Cellphone users who do not register before the end of June this year, in terms of the Regulation of Interception of Communication Act (Rica) will be cut off, MPs heard on today.

Justice department deputy director-general for legislation, Deon Rudman, told Parliament’s security and constitutional development select committee that the deadline for registration would not be extended again.

The original deadline for users – including both contract and pre-paid customers of various service providers – to register was December 31 last year. Cabinet later agreed to an extension until June 30.

Rica is aimed at curbing organising crime, by allowing law enforcement agencies to intercept cellular phone communications if there is a reasonable suspicion of crime.

Besides cellphones, the legislation also applies to telemetry SIM cards in tracking devices, as well as data SIM cards in smartphones, laptops and modems.

To register, users need to show their ID document and proof of address to their service provider before the cut-off date.

Rudman said service providers had had ample time to get all their customers registered.

“They have had ample opportunity to make sure everybody is registered.
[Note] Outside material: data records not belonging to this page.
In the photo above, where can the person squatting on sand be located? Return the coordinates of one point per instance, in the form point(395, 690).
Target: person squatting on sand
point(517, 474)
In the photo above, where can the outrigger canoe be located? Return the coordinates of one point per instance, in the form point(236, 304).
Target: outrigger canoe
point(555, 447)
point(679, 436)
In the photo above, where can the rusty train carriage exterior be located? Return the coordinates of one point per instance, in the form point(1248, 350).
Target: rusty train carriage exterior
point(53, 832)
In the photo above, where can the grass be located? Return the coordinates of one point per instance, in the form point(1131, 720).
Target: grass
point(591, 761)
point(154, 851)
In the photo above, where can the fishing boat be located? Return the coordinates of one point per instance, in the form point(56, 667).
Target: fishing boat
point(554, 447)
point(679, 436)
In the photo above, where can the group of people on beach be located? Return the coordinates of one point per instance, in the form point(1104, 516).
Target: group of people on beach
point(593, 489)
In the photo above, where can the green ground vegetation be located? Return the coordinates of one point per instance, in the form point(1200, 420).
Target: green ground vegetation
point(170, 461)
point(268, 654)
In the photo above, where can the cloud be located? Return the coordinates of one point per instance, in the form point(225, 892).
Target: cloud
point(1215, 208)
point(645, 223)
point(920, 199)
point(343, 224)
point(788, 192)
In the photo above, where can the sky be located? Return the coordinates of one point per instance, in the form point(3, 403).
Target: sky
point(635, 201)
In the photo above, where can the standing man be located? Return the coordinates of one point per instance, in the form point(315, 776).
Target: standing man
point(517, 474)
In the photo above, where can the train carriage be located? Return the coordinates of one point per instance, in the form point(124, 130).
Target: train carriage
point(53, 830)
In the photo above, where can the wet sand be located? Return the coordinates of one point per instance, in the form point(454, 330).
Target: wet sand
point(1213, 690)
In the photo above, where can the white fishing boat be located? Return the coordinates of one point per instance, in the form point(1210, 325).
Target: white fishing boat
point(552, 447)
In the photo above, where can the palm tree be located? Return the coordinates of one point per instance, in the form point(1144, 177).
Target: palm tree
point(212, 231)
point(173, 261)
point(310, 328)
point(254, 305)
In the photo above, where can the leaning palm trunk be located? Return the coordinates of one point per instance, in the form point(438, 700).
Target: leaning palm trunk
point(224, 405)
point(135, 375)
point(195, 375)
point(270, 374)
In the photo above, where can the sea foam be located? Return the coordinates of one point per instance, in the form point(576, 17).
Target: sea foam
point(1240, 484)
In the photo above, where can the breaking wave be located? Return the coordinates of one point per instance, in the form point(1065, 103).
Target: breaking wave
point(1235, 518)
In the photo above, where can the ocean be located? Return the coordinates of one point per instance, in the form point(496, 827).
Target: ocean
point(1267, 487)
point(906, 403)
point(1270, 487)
They should ensure, come June 30, that 99 percent of people, especially those in rural areas, are registered,” he said.

Three service providers – Cell C, MTN and Vodacom – appeared before the committee today to brief members on the progress they have made towards ensuring all their customers are registered.

Only Vodacom provided a detailed breakdown. The company’s executive director for legal and regulatory matters, Nkateko Nyoka, said 3.7 million of its 25.5 million customer base still needed to register.

The bulk of those not registered – over 3.1 million – were prepaid customers, many of them living in rural areas, he said.

Cell C regulatory compliance specialist Phila Mtya told the committee that 81% of the company’s customers had registered, but declined to provide absolute figures, saying such information could not be divulged in an open meeting.

MTN declined to present either percentages or absolute figures, saying it was a listed company and currently trading in “a closed period in compliance with the rules of the JSE”.

This would be lifted on March 9, but before that date it was not permitted, in terms of JSE rules, to “disclose any price-sensitive information to a select group”.

Following objections from some members, who said they could not gauge the service providers’ progress toward Rica compliance without seeing such figures, both Cell C and MTN agreed to make these available to committee chairperson Tjheta Mofokeng.

Nyoka made it clear Vodacom intended to comply with the Rica deadline.

“If it comes to a point we will have to comply with the law and disconnect those people,” he said.

All three service providers said their main challenge had been registering people in rural areas.